Let's wrap this NumPy array in a dataframe with informative column names as
provided by the encoder object:

In [None]:
columns_encoded = encoder.get_feature_names(data_categorical.columns)
pd.DataFrame(data_encoded, columns=columns_encoded).head()

Look at how the "workclass" variable of the first 3 records has been encoded
and compare this to the original string representation.

The number of features after the encoding is more than 10 times larger than
in the original data because some variables such as `occupation` and
`native-country` have many possible categories.

## Evaluate our predictive pipeline

We can now integrate this encoder inside a machine learning pipeline like we
did with numerical data: let's train a linear classifier on the encoded data
and check the performance of this machine learning pipeline using
cross-validation.

Before we create the pipeline, we have to linger on the `native-country`.
Let's recall some statistics regarding this column.

In [None]:
data["native-country"].value_counts()

We see that the `Holand-Netherlands` category is occuring rarely.
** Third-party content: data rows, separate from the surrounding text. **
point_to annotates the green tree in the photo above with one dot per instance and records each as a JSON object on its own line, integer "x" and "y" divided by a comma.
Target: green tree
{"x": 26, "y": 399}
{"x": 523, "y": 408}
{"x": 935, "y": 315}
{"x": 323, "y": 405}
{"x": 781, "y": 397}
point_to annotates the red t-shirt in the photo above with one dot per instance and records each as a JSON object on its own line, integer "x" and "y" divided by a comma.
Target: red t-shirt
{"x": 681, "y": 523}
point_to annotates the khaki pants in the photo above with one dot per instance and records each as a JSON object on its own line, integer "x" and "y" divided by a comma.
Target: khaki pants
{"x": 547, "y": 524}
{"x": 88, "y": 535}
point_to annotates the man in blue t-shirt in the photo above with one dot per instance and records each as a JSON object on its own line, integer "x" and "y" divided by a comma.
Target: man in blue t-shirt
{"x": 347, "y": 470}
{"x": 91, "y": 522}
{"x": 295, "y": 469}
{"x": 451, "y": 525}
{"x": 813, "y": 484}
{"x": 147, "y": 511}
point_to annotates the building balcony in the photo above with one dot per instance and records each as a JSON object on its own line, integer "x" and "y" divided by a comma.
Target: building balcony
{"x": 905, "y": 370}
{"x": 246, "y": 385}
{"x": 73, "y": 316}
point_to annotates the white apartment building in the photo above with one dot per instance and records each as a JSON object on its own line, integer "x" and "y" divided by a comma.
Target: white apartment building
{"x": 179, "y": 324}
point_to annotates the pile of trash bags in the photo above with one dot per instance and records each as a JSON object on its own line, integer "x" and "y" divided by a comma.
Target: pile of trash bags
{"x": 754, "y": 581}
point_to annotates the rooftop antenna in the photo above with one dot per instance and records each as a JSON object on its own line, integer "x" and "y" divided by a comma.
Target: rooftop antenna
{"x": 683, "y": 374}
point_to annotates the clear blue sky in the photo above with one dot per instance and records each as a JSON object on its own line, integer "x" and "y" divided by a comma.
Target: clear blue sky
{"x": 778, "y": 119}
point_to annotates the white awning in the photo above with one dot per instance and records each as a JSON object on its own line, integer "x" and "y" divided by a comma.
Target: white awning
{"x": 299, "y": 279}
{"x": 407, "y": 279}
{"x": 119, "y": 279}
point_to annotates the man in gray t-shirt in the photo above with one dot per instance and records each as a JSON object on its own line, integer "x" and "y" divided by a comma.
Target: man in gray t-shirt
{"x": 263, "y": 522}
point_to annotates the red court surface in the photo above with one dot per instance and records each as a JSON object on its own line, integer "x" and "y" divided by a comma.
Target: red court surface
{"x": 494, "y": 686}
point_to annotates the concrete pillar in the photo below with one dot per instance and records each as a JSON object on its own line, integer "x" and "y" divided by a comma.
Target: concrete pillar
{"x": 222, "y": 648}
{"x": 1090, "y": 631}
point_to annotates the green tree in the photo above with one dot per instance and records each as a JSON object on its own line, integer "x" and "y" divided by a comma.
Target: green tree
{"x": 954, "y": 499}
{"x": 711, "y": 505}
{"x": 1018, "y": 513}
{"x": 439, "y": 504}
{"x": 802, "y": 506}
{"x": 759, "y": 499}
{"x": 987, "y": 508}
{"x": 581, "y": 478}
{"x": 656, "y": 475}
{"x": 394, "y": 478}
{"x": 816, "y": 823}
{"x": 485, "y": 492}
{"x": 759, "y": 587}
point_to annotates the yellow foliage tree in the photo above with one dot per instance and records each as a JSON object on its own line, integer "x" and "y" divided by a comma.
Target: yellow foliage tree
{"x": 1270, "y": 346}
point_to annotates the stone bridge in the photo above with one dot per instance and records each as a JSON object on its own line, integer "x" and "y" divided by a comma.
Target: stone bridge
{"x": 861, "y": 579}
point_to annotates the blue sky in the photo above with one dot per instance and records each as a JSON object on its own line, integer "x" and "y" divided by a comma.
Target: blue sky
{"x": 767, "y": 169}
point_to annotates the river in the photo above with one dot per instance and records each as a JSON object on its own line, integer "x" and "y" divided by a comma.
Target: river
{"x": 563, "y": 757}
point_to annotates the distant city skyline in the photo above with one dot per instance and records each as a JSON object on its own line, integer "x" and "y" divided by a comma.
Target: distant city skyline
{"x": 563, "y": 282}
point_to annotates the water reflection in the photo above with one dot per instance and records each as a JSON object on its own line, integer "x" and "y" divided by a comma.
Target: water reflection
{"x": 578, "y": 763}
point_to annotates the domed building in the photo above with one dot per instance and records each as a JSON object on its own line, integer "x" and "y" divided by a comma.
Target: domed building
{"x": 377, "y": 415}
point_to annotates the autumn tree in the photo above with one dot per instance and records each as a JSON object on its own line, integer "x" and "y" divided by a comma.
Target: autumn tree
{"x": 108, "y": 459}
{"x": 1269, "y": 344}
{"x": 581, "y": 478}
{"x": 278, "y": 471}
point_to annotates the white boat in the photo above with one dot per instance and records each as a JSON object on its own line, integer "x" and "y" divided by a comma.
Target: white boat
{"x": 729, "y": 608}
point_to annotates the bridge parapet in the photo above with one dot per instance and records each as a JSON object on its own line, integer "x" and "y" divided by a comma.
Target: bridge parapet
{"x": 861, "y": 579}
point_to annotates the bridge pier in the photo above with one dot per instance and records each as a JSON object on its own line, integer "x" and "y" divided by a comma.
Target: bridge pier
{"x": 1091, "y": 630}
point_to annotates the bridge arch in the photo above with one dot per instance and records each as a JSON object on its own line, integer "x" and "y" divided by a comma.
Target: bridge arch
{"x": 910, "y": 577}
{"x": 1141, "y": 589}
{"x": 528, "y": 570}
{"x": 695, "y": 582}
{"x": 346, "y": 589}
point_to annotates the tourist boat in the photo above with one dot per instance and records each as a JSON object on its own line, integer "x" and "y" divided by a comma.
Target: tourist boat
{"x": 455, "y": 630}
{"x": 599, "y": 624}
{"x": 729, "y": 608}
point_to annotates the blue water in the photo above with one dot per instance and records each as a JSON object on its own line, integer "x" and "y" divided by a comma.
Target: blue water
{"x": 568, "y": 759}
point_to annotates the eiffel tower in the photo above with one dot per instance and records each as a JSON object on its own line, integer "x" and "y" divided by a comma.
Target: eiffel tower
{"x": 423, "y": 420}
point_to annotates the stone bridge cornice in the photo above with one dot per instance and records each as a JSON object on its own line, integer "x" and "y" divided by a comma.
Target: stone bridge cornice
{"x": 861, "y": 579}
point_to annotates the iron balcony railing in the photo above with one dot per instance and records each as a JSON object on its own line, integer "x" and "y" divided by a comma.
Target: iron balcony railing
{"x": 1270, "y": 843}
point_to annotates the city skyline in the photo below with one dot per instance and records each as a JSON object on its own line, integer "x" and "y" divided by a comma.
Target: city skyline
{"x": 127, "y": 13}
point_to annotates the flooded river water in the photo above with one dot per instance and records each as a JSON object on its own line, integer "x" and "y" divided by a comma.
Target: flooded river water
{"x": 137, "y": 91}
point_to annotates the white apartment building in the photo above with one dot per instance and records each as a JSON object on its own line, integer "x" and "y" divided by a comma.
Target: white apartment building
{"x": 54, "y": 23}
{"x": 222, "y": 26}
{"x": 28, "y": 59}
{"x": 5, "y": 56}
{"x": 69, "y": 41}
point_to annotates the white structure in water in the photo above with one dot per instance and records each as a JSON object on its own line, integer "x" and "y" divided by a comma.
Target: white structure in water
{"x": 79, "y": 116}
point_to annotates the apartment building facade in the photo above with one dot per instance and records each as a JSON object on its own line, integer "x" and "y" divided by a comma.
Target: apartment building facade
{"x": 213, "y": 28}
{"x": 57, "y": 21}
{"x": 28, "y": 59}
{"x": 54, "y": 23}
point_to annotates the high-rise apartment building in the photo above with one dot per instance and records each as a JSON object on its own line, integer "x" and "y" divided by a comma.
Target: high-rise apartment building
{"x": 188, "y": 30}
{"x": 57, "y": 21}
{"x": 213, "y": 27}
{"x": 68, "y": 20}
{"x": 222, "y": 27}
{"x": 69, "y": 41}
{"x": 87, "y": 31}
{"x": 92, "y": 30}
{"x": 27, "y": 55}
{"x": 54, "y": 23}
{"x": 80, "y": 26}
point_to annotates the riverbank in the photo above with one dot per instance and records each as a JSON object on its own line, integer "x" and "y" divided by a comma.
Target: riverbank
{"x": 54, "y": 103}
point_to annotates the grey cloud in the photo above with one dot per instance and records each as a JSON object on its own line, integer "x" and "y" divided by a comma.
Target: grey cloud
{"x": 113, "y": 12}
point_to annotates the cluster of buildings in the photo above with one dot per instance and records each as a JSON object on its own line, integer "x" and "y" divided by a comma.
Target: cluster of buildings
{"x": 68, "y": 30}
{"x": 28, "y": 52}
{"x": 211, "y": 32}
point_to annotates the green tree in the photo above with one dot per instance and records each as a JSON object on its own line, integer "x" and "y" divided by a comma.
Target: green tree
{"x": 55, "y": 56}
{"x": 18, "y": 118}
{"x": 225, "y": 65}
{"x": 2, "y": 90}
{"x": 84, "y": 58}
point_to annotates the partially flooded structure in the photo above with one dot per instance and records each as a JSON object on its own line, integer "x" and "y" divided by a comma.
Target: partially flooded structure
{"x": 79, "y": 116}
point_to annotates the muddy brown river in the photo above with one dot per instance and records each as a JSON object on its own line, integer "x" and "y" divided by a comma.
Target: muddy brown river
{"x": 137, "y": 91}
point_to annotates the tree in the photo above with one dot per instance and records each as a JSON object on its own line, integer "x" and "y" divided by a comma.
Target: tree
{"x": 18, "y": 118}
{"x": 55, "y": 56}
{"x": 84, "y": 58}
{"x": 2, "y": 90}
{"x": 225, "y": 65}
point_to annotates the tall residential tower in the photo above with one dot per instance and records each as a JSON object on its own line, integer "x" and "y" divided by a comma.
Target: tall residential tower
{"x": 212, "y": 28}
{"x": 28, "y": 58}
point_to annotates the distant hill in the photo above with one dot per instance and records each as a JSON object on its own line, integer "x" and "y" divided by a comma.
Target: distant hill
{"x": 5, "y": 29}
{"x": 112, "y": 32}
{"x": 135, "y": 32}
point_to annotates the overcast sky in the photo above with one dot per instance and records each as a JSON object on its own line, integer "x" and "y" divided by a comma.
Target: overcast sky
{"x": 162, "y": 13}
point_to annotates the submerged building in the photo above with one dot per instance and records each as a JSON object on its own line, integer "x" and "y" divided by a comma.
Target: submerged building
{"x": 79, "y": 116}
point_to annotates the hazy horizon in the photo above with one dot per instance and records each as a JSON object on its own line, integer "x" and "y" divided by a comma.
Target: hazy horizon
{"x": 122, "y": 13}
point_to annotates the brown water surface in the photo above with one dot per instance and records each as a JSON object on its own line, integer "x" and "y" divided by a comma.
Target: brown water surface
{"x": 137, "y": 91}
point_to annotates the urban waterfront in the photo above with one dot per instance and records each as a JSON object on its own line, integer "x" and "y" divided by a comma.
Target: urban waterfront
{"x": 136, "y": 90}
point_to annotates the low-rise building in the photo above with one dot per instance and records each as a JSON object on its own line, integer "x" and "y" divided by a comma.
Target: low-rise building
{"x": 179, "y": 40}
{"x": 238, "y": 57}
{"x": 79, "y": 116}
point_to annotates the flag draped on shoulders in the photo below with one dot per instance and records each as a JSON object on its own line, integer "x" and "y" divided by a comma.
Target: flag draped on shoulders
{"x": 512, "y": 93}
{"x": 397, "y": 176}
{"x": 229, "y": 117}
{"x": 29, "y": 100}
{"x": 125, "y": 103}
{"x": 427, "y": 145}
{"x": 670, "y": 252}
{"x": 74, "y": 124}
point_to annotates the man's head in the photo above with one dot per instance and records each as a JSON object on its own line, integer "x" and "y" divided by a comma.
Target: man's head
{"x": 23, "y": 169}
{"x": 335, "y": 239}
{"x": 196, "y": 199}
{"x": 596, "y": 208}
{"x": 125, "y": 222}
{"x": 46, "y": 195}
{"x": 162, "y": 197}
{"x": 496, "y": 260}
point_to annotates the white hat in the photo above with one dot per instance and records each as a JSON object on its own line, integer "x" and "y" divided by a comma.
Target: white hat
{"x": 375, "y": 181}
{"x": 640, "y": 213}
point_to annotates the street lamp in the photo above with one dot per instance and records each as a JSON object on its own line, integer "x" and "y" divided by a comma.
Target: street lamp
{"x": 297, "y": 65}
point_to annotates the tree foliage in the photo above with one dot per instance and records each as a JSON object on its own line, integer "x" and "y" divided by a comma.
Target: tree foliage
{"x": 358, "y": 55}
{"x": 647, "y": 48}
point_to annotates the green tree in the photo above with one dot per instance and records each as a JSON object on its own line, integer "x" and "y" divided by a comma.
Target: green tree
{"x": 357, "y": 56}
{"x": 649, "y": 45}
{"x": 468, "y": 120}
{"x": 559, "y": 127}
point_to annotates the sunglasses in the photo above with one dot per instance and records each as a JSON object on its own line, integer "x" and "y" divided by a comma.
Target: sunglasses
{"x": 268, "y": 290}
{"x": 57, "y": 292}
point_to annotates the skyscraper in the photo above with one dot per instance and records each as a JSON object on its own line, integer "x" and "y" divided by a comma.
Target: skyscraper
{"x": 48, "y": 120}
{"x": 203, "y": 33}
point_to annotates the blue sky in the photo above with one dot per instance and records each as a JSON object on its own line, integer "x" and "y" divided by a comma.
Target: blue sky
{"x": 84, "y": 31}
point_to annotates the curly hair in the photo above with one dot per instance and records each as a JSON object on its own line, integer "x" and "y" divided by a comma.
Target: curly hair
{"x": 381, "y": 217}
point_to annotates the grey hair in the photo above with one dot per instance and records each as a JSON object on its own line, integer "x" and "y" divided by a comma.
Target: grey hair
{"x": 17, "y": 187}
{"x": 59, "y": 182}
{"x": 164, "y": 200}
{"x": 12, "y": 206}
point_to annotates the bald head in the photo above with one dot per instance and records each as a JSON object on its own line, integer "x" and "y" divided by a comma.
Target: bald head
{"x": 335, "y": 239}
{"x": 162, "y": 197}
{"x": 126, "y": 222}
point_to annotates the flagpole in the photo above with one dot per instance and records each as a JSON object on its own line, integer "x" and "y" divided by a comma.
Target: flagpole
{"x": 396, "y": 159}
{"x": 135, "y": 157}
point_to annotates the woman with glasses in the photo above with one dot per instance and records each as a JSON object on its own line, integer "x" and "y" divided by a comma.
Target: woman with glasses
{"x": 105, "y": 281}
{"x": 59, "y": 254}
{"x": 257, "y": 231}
This will
be a problem during cross-validation: if the sample ends up in the test set
during splitting then the classifier would not have seen the category during
training and will not be able to encode it.

In scikit-learn, there is two solutions to bypass this issue:

* list all the possible categories and provide it to the encoder via the
keyword argument `categories`;
* set the parameter `handle_unknown="ignore"`.

Here, we will use the former strategy because we are also going to use it for
the ordinal encoder later on.

In [None]:
categories = [data_categorical[column].unique()
              for column in data_categorical]

We can now create our machine learning pipeline.

In [None]:
from sklearn.pipeline import make_pipeline
from sklearn.linear_model import LogisticRegression

model = make_pipeline(
    OneHotEncoder(categories=categories, drop="if_binary"),
    LogisticRegression(max_iter=500))

Finally, we can check the model's performance only using the categorical
columns.

In [None]:
from sklearn.model_selection import cross_val_score
scores = cross_val_score(model, data_categorical, target)
scores

In [None]:
print(f"The accuracy is: {scores.mean():.3f} +/- {scores.std():.3f}")

As you can see, this representation of the categorical variables is
slightly more predictive of the revenue than the numerical variables
that we used previously.


In this notebook we have:
* seen two common strategies for encoding categorical features : **ordinal
  encoding** and **one-hot encoding**;
* used a **pipeline** to use a **one-hot encoder** before fitting a logistic
  regression.